The Pareto Principle absolutely applies to scoring.
If you don’t know this one, young composers, you need to learn it right away. Stated simply, it’s that 80% of the effects come from 20% of the causes. In this case, that means that 80% of my composing time was devoted to 20% of the footage. Transitions are notorious time sinks—you’re cruising along, entertaining notions of actually getting some sleep (!), when all of a sudden you’re stuck. You spend 80 minutes on two measures of music, struggling to make a transition (or a particular moment against picture) work.
The one inescapable down side to allnighters…
…isn’t what you think I’m going to say. I actually kind of enjoy that weird, strung-out feeling of sleep deprivation in small doses. It reminds me I’m alive, and doing something urgent rather than just sitting in my studio farting around with cool sounds.
No, the inescapable down side is this: You need your freshest ears for the mix part of the process, and you don’t have them. Not after 12-14 hours straight of composing. Not only is it harder for the brain to “switch hats” from Composer to Mix Engineer (or, if you’re lucky enough to have someone engineering for you, to Producer), your ears are just pinned back against your skull from the hours of bombardment with sound waves. It’s an inevitable side effect of working this way. Everything sounds flat and wrong; the balances sound out of whack because certain frequencies have been ignored by your brain; and it’s nearly impossible to stop thinking about the notes (which you’ve just bled out onto your keyboard and into your workstation) and start thinking about the sound (which is strangely alien now, and wrong! That can’t be what I wrote back at 11:45… can it?).
It’s probably the toughest moment of the whole process—trying to reclaim some objectivity and refresh the ears. Regardless of the deadline, which by now is like a Mack truck barreling toward your studio with no brakes, it’s time to take a moment, step back, maybe have that seventh cup of coffee (or maybe not—at this point I find hydration is the issue, and I generally switch to water), and re-focus. Breathe. And, counter-intuitive as it may seem, slow everything down. Make haste slowly, as the saying goes.

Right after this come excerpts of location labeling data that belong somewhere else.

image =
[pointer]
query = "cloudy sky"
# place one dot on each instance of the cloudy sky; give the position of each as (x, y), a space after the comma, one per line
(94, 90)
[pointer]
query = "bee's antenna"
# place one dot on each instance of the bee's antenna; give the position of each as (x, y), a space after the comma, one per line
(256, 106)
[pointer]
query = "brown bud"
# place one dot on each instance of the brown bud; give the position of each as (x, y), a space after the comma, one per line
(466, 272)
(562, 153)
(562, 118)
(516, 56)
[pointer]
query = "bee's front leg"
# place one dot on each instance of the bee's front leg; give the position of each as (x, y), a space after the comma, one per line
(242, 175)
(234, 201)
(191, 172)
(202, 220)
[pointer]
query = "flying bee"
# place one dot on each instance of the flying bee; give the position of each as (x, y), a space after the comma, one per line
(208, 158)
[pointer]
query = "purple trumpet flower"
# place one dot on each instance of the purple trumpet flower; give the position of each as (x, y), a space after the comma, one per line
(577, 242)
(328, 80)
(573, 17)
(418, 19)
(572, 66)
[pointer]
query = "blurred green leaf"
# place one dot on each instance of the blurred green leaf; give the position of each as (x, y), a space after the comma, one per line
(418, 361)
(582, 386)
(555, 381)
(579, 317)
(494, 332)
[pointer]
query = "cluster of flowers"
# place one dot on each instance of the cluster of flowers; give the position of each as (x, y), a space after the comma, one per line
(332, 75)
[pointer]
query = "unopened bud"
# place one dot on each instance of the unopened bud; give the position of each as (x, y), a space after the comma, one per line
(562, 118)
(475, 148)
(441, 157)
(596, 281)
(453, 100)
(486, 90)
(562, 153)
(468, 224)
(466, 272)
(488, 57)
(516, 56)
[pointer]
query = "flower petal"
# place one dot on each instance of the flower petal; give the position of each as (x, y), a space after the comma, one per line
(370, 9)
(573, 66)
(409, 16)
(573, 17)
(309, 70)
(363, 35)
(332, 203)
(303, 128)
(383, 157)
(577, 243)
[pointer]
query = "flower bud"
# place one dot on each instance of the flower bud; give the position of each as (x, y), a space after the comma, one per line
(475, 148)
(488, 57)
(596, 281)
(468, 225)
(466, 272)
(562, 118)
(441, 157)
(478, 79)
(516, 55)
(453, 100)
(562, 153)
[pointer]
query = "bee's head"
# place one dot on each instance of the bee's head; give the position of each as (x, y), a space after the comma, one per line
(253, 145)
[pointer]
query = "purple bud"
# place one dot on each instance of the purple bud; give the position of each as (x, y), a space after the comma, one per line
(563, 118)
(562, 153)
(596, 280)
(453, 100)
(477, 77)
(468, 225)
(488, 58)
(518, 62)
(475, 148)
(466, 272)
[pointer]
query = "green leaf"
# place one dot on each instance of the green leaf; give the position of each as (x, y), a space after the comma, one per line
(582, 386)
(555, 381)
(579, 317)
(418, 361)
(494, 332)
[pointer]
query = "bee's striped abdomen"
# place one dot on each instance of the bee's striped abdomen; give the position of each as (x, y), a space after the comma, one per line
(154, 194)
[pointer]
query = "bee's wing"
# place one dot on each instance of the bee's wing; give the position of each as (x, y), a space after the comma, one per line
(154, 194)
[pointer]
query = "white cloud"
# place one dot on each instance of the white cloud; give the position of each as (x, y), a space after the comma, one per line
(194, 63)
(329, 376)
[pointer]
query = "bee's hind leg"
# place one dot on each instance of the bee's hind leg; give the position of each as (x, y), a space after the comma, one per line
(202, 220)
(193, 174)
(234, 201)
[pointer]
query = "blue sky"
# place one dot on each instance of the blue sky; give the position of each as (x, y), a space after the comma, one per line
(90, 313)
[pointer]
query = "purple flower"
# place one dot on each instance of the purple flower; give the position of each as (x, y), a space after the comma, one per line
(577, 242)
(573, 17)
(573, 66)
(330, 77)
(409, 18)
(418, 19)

I could write more—I’ve wanted to write about this experience ever since it happened, but am only now getting around to it—but I think you get the idea. I’ve had tough assignments since then, but this was the first one for a network show, and the fact that everyone liked the result means it was all the more permanently etched into my brain. I hope you enjoy the cue. It’s one I’ve listened to maybe half a dozen times in the years since, and it always makes me smile. And shudder a little, as I remember how young I was, how over-caffeinated I was, and how I had to manage all those panic chemicals pumping through my brain over the course of one very long night.